DEP deprecate multi_class in LogisticRegression #28703

lorentzenchr · 2024-03-26T19:11:26Z

Reference Issues/PRs

Towards #11865.

What does this implement/fix? Explain your changes.

This PR deprecates the multi_class parameter in LogisticRegression. Using that option is equivalent to OneVsRestClassifier(LogisticRegression()), so no functionality is lost and, once gone, it would simplify the code of logreg quite a bit and make in more maintainable.

Any other comments?

This PR starts very simple with only LogisticRegression. In case of positive feedback, I'll extend it to LogisticRegressionCV and adapt all the docstrings and so on.

github-actions · 2024-03-26T19:12:49Z

✔️ Linting Passed

All linting checks passed. Your pull request is in excellent shape! ☀️

_{Generated for commit: 63a9399. Link to the linter CI: here}

lorentzenchr · 2024-03-27T22:47:57Z

@scikit-learn/core-devs friendly ping for visibility.

jjerphan · 2024-03-28T06:58:33Z

I have not had time to look at this PR at all, but before deprecating, can we have tests to be sure they are equivalent in results and potentially in UX (e.g. would accessing fitted attributes still be possible)?

agramfort · 2024-03-28T09:58:31Z

would be ok for me. I think it's ok to live with

OneVsRestClassifier(LogisticRegression(..))

when using liblinear.

GaelVaroquaux · 2024-03-28T11:05:25Z

Just to make sure that I understand things correctly: the plan is that by default multi-class is supported via multinomial loss but if the solver is liblinear multi-class raises an error, and the user must use a OvR?

If so, that strategy is fine by me, but I think that the deprecation message should first suggest to use solvers that support multinomial or user OvR if liblinear is desired.

lorentzenchr · 2024-03-28T21:39:01Z

Just to make sure that I understand things correctly: the plan is that by default multi-class is supported via multinomial loss but if the solver is liblinear multi-class raises an error, and the user must use a OvR?

Yes, exactly. And yes, with an informative deprecation warning, later an error advertising solvers that support the multinomial loss.

thomasjpfan

It also looks like solver="newton-cholesky" does not support ovr .

From a high level API point of view, LinearSVC only does OVR with liblinear and LogisticRegression will no longer support it.
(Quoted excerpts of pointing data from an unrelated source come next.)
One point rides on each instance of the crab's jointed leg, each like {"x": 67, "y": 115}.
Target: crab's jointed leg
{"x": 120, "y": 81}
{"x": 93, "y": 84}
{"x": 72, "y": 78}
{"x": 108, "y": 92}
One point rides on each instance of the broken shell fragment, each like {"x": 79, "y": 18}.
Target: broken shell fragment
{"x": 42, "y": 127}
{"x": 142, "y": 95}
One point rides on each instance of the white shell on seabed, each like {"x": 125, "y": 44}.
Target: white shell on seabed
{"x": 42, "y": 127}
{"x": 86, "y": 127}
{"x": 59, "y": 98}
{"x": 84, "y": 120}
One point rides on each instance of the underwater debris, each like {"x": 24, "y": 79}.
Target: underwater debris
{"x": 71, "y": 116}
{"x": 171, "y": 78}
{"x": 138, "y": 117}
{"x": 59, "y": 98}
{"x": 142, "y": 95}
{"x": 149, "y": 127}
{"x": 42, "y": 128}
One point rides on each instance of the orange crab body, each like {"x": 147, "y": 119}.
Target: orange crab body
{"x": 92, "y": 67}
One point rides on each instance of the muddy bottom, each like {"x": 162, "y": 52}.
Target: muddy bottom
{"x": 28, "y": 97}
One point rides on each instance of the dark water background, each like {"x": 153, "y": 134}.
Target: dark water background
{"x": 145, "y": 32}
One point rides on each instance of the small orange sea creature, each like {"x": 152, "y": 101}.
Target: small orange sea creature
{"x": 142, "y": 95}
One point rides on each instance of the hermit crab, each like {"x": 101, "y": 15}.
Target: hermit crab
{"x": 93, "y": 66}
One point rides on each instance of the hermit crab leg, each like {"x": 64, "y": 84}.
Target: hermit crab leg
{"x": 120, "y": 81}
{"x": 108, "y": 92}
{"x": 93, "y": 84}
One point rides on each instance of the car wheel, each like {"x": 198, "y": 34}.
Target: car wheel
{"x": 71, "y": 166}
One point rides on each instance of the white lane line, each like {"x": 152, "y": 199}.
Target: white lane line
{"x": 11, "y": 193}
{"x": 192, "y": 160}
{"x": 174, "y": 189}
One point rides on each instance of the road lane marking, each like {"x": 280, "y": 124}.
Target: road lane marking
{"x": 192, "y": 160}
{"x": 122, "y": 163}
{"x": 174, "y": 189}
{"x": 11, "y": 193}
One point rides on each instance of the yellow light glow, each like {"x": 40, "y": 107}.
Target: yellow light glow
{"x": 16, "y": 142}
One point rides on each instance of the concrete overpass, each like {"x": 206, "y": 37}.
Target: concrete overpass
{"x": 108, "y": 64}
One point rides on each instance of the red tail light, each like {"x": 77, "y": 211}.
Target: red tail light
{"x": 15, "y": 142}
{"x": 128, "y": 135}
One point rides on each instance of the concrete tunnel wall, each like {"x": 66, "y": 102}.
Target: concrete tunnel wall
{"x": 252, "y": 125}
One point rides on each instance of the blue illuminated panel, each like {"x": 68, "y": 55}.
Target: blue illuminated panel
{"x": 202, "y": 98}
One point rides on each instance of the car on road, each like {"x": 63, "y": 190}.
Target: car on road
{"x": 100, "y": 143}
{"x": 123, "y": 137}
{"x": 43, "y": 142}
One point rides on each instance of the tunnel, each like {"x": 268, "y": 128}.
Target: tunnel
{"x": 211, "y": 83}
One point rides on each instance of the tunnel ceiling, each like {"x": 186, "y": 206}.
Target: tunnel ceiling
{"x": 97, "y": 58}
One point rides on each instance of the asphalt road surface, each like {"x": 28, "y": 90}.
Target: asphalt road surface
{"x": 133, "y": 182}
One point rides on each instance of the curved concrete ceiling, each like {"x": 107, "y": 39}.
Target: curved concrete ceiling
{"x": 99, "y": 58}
In the future, should LinearSVC also force users to use OneVsRestClassifier for multi-class problems?

Over the last few years, we are slowly making meta-estimators more necessary for certain task. (i.e., the removal of normalize or this PR). It kind of goes against the history of "lets make estimators easy to use". For example, the classifiers encodes string labels to "make these easy". This is my observation and I am undecided on the current path.

thomasjpfan · 2024-03-28T21:48:28Z

sklearn/linear_model/_logistic.py

+                    "'multi_class' was deprecated in version 1.5 and will be removed in"
+                    " 1.7. Use OneVsRestClassifier(LogisticRegression(..)) instead."


If one specifically sets multi_class="multinomial", then this warning seems out of place.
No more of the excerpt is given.